One further observation from our study shows a reduction in total cholesterol (T-CHOL) levels in both male and female C57BL/6 J mice following ASP and MSG exposure, together with a lowering of triglyceride levels in female mice in the 3 diet groups compared to Control. A slight reduction in serum cholesterol has also previously been noted in Wistar rats exposed to ASP at a concentration of 4 g/Kg/day (approximately 80 times the ADI for ASP) for a period of approximately 24 months . In humans, ingestion of 150 mg/Kg bw for six weeks also lowered serum cholesterol and phospholipids , although the relevance of this observation to the present rodent study is questionable. Additionally, the mechanism behind this hypolipidemic effect remains to be established.

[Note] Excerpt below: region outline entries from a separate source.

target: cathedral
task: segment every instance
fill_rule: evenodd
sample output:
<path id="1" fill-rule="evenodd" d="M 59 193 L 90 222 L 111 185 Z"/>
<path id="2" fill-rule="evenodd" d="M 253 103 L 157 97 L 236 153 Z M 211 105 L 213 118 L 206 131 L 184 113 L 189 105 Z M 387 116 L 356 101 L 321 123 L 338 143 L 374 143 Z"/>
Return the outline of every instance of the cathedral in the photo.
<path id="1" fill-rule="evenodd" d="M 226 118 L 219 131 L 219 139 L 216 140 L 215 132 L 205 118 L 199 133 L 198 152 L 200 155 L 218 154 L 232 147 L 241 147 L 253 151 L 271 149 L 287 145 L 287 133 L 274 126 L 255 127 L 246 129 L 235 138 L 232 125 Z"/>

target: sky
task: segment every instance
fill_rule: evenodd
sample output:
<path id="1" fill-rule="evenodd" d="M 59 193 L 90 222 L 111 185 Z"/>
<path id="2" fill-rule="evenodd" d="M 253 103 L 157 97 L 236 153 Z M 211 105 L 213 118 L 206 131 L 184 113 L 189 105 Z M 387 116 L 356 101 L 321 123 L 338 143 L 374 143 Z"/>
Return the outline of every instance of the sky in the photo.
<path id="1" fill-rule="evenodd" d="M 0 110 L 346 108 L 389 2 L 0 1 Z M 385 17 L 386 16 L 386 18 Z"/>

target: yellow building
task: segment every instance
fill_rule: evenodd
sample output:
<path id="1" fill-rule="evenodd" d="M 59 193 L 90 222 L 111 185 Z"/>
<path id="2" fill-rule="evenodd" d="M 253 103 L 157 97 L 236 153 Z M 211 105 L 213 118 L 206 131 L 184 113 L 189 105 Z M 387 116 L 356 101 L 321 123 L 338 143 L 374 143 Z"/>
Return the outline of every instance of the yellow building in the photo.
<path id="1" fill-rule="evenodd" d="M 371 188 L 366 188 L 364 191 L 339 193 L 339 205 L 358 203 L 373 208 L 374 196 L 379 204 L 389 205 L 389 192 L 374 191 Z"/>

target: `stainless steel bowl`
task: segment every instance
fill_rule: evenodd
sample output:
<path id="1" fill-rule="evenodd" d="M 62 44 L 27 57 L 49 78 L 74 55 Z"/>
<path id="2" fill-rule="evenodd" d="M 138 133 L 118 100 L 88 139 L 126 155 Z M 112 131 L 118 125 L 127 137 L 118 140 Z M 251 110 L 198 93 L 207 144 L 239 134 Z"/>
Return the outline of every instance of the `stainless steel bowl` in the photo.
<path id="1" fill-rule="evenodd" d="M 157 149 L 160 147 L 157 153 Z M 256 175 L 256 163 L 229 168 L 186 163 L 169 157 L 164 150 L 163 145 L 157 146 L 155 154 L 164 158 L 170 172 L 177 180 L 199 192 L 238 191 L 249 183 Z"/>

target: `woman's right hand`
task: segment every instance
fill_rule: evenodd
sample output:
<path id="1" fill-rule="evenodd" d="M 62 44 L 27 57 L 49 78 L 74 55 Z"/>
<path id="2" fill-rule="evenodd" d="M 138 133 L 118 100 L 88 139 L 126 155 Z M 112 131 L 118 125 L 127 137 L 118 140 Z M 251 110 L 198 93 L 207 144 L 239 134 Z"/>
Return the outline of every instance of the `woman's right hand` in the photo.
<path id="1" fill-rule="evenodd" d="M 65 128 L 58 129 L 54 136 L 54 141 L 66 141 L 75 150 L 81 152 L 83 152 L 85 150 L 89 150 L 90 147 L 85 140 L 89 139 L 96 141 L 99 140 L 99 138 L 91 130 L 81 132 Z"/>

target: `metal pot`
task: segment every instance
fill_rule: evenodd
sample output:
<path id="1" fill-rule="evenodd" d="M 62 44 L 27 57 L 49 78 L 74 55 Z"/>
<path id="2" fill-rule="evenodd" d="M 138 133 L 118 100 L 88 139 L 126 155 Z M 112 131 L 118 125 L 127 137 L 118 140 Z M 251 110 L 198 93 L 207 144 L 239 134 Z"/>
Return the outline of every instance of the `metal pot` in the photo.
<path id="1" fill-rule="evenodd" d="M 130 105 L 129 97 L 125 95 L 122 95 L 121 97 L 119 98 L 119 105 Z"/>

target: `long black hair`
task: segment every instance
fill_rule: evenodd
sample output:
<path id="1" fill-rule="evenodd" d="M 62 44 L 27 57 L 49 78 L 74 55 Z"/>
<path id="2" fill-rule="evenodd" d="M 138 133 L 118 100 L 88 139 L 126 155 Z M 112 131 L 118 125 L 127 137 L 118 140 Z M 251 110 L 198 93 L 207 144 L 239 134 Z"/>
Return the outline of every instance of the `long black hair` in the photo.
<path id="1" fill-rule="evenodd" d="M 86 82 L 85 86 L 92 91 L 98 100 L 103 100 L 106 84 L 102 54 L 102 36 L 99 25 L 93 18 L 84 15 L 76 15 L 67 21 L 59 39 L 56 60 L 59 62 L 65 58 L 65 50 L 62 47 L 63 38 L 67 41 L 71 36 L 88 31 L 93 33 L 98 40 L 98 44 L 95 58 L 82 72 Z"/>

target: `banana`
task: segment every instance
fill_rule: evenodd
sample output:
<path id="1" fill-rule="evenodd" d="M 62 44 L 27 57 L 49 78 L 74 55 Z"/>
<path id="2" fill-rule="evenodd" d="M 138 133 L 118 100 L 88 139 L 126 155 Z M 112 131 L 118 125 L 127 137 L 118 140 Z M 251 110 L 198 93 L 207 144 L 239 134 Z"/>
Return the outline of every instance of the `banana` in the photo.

Our correlation analysis revealed a positive association between ASP intake and body weight in both genders. As mentioned earlier, artificial sweetener intake has been associated with increased weigh gain in several, but not all human epidemiological studies in the past [7–10]. Our correlation analysis also indicated that early body weight may be a good predictor of glucose homeostasis in later life. We found positive correlations between blood glucose levels and body weight, and between glucose levels and visceral fat deposition. Previous studies have indicated that glucose homeostasis in adulthood is programmed during gestation [78–80] at a time when the hypothalamus is vulnerable to excitotoxic injury [1–6]; and several prospective studies have found associations between early life adiposity and weight gain with the development of diabetes in later life . Our study concluded when the animals reached 5 months of age (mature adulthood). It would be of interest to ascertain whether the ASP-induced impairment of glucose homeostasis would still be apparent at a later time-point, since it is known that glucose homeostasis deteriorates with aging in C57Bl/6 J mice.